Il passaggio dal carcere fino alla permanenza nel manicomio si intreccia con le vicende storiche di un Paese segnato dal nazifascismo. Ada stringe nuove amicizie all’interno della sua nuova realtà, ed è proprio qui che capisce che le sue compagne di sfortuna non sono per nulla matte ma solo cadute, probabilmente, nella trappola comune di quel tempo. Alla seconda visita psichiatrica ad Ada viene diagnosticata l’isteria:
Una nevrosi isterica che crea una sorta di ”deviazione” dalla natura femminile. Quante donne, negli anni, sono state etichettate come ”isteriche” proprio al fine di ostacolarle e controllarle?
L’isteria, la patologia usata per controllare le donne
Il termine “isteria” deriva dal greco hysteron, utero. Secondo Ippocrate il disturbo era causato dallo spostamento dell’utero all’interno del corpo femminile. L’isteria si consolida, nel tempo e nella scienza medica, come patologia appartenente prettamente all’universo femminile. Dal Medioevo fino al ‘600, poi, si associa alla stregoneria. Solo nell’800 si giunge a collocare una possibile diagnosi di isteria in ambito neurologico e non ginecologico.
Il neurologo Jean Martin Charcot è il primo a intuire come l’isteria potesse colpire anche gli uomini, scardinando la credenza che quest’ultima fosse una patologia esclusivamente femminile e sostenendo che non avesse nulla a che fare con l’utero. Gli studi saranno poi ripresi da Sigmund Freud che, insieme a Breuer, pubblicherà nel 1893 ”On the Psychical Mechanism of Hysterical Phenomena: A Preliminary Communication” e, successivamente, il volume ”Studi sull’Isteria”. Partendo dal famigerato caso di Anna O, Freud sosteneva che i sintomi dell’isteria avessero un preciso significato psicologico. L’esordio era da ricondurre a un episodio traumatico ma rimosso dallo stesso paziente; secondo Freud l’eziologia era prettamente di natura sessuale.

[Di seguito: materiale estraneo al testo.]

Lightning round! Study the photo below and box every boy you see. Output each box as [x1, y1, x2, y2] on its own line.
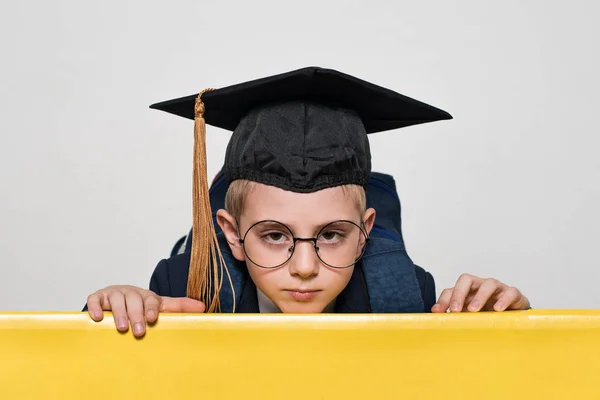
[87, 68, 529, 336]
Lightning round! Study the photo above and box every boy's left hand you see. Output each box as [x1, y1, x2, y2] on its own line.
[431, 274, 531, 313]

A tal proposito, secondo il padre della psicoanalisi, proprio la sessualità infantile è fra le maggiori cause delle nevrosi. La concezione secondo cui l’isteria fosse un disturbo esclusivamente femminile perdura fino agli anni ’50; solo negli anni ’80 tale diagnosi è eliminata dal Manuale diagnostico e statistico dei disturbi mentali. Il disturbo è stato spesso usato per controllare le donne e delegittimarle, proprio come accade alla protagonista del romanzo.
Ardore politico, rinascita e forza femminile
Ada vive gli anni di permanenza all’interno del manicomio quasi come una vergogna. Tre anni duri che sono stati, però, una scappatoia per non affrontare il Tribunale Speciale. Una volta uscita da quella prigione prima lavora come cameriera, successivamente come operaia in una fabbrica dove accade l’impensabile: il 1° maggio 1943 ritrova il proprio ardore politico, un coraggio che sembrava sopito ma che ha sempre abitato nella sua anima. Il percorso di rinascita, dopo tante sofferenze, perdite e dolori sembra adesso più vivido che mai.
Nessuna venatura dolorosa della vita ha fatto sì che Ada rinunciasse ai suoi ideali ma, anzi, il dolore ha intensificato l’ardore; le ferite dell’esistenza sono ora benzina pronta a esser trasformata in una reazione concreta e visibile. L’autrice mostra ai lettori una donna che, nonostante le pieghe delle sue fragilità, si apre al mondo temeraria e orgogliosa, diventando simbolo di Resistenza e resilienza. Alla vicenda storica si intreccia quella umana, quella politica e quella sociale: una donna, una protagonista, una storia realmente vissuta che racconta il sacrificio di tante donne che hanno lottato anche per le donne di oggi.